2

I am trying to modify csvsort.py (csvkit, https://csvkit.readthedocs.org/en/0.9.0/) in order to handle correctly diacritics.

I have found this code (http://www.gossamer-threads.com/lists/python/python/1030549) that works perfecty for sorting a list:

alphabet = (
u' ', u'.', u'\'', u'-', u'0', u'1', u'2', u'3', u'4', u'5', u'6', u'7', u'8', u'9', u'a', u'A', u'ä', u'Ä', u'á', u'Á', u'â', u'Â',
u'à', u'À', u'å', u'Å', u'b', u'B', u'c', u'C', u'ç', u'Ç', u'd', u'D', u'e', u'E', u'ë', u'Ë', u'é', u'É', u'ê', u'Ê', u'è', u'È',
u'f', u'F', u'g', u'G', u'h', u'H', u'i', u'I', u'ï', u'Ï', u'í', u'Í', u'î', u'Î', u'ì', u'Ì', u'j', u'J', u'k', u'K', u'l', u'L',
u'm', u'M', u'n', u'ñ', u'N', u'Ñ', u'o', u'O', u'ö', u'Ö', u'ó', u'Ó', u'ô', u'Ô', u'ò', u'Ò', u'ø', u'Ø', u'p', u'P', u'q', u'Q',
u'r', u'R', u's', u'S', u't', u'T', u'u', u'U', u'ü', u'Ü', u'ú', u'Ú', u'û', u'Û', u'ù', u'Ù', u'v', u'V', u'w', u'W', u'x', u'X',
u'y', u'Y', u'z', u'Z'
) 

hashindex = {character:index for index, character in enumerate(alphabet)}
def string2sortlist(string):
    return [hashindex[s] for s in string]


import random
things_to_sort = ["".join(random.sample(alphabet, random.randint(4, 6)))
for _ in range(200000)]

print(things_to_sort[:15])

things_to_sort.sort(key=string2sortlist)

print(things_to_sort[:15])

So the question is:

How should I modify

sorter = lambda r: [(r[c] is not None, r[c]) for c in column_ids]
rows.sort(key=sorter, reverse=self.args.reverse)
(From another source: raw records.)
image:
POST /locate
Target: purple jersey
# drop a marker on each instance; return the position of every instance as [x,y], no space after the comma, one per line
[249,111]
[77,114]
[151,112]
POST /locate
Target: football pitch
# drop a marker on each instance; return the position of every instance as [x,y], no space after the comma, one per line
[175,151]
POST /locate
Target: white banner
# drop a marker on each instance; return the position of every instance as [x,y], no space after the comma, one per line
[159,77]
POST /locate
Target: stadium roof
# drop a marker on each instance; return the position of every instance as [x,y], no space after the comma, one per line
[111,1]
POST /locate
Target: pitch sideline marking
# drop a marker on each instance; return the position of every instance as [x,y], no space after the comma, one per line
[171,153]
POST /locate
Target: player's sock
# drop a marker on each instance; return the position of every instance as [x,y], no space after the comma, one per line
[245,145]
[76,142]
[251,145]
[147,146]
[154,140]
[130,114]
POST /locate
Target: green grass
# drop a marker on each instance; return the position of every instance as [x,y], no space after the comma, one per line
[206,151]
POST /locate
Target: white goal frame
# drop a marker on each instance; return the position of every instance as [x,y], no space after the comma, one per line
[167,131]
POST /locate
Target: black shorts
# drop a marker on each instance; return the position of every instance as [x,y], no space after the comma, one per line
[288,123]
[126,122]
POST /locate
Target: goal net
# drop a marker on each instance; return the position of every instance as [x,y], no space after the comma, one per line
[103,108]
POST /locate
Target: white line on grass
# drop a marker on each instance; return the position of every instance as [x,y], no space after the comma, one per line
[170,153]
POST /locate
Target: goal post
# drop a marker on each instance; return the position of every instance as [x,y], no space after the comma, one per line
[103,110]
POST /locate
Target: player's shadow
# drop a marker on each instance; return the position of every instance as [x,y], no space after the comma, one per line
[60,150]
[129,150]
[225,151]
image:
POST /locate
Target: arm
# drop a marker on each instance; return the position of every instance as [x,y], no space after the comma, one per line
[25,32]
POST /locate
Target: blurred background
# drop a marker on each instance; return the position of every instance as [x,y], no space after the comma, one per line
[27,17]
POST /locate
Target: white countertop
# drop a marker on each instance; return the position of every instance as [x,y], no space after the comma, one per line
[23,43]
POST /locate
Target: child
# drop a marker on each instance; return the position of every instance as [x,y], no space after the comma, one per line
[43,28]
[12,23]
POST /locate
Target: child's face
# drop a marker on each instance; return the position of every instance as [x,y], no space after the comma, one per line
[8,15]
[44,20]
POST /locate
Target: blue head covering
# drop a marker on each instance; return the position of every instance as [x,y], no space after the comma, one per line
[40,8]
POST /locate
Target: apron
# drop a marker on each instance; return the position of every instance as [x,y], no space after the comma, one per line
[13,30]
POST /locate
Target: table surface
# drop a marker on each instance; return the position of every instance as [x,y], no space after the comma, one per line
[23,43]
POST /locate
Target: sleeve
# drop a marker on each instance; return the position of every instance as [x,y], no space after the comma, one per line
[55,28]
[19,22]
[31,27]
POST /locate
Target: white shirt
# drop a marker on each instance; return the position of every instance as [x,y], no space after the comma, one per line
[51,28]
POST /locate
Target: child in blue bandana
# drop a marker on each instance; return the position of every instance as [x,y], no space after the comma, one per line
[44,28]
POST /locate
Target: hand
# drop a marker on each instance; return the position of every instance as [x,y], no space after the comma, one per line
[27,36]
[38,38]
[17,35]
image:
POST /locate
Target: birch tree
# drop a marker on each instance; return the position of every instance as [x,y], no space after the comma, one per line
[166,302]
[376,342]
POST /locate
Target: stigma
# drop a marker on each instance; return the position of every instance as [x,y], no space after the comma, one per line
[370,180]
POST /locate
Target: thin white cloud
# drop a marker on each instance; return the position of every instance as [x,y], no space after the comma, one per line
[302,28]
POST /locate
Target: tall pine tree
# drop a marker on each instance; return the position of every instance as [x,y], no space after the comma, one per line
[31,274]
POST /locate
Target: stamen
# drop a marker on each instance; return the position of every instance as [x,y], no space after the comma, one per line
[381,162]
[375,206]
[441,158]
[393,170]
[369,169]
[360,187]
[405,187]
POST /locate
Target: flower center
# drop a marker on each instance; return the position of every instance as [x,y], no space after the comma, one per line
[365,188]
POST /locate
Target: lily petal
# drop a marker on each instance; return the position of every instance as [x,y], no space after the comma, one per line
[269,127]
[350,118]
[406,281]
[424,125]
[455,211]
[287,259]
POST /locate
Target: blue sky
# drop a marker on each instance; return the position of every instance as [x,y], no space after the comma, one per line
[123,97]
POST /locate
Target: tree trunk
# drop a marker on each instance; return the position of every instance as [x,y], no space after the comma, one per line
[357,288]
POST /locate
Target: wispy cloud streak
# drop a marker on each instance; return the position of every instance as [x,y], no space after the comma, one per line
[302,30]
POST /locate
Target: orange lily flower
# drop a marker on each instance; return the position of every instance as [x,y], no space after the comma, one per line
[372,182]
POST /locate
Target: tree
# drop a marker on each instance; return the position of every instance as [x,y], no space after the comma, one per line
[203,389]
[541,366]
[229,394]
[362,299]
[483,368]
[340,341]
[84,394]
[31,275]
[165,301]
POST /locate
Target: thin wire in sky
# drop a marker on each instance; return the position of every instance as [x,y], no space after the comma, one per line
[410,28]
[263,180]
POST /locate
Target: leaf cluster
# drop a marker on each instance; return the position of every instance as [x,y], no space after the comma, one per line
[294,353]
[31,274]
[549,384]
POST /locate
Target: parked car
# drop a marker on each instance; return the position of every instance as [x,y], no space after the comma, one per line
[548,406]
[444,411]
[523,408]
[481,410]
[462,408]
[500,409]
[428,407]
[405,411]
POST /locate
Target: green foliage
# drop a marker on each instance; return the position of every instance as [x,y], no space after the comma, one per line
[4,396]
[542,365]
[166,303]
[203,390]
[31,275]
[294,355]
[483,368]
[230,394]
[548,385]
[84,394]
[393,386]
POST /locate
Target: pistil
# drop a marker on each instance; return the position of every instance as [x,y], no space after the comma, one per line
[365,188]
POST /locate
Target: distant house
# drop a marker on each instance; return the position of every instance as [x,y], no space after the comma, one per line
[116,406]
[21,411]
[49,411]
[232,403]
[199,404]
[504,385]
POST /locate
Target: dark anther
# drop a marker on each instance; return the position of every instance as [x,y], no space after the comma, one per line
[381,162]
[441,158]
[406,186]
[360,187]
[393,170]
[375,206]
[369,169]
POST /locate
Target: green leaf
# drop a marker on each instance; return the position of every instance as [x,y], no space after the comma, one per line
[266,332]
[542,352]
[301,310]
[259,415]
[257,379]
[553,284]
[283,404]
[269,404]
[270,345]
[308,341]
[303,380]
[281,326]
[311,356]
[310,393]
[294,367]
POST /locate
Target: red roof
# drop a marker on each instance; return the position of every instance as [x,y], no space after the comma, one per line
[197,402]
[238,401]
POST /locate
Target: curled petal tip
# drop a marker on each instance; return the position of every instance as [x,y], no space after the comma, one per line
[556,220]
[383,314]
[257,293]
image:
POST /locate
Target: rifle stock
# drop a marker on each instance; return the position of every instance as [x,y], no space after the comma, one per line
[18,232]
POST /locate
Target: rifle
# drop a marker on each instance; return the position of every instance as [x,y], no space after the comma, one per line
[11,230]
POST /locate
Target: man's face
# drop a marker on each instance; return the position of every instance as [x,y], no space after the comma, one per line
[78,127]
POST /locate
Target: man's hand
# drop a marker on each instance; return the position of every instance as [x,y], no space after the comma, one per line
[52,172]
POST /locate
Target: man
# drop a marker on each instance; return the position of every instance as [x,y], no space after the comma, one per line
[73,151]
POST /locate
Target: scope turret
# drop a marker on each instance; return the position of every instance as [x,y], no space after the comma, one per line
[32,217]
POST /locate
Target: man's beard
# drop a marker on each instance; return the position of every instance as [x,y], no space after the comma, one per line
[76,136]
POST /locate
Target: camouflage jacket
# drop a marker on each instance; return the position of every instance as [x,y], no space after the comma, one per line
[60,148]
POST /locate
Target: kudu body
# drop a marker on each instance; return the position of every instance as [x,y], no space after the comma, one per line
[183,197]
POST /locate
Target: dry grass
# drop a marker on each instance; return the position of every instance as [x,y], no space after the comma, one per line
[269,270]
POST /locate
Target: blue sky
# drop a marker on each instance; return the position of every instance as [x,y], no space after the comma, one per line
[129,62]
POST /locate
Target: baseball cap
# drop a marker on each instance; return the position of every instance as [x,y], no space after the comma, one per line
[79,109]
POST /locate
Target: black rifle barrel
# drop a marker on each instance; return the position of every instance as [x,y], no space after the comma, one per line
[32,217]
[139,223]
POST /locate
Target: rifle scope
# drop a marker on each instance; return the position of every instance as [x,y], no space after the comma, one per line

from csvsort.py, to use hashindex() from the working code above.

TIA.

Miguel.

rbenit68
  • 75
  • 3

1 Answers1

0

The key argument to the sort call is a function that tells how (in what order) to sort items.

Apparently csvkit uses a tuple with a Boolean and then a value, to sort values and have null columns at the end (presumably, maybe it's at the beginning).

Note that csvkit's function is applied to every row for sorting but the sorter function is always applied to the column ids, giving the same order at every row.

So you should define your hash and sorting functions, and then modify the sorter function only to make it :

sorter = lambda r: [(r[c] is not None, string2sortlist(r[c])) for c in column_ids]

This keeps the behaviour with empty column titles. With other column titles, you replace the string with the list of hashed values of the characters, giving you the sorting that you wished.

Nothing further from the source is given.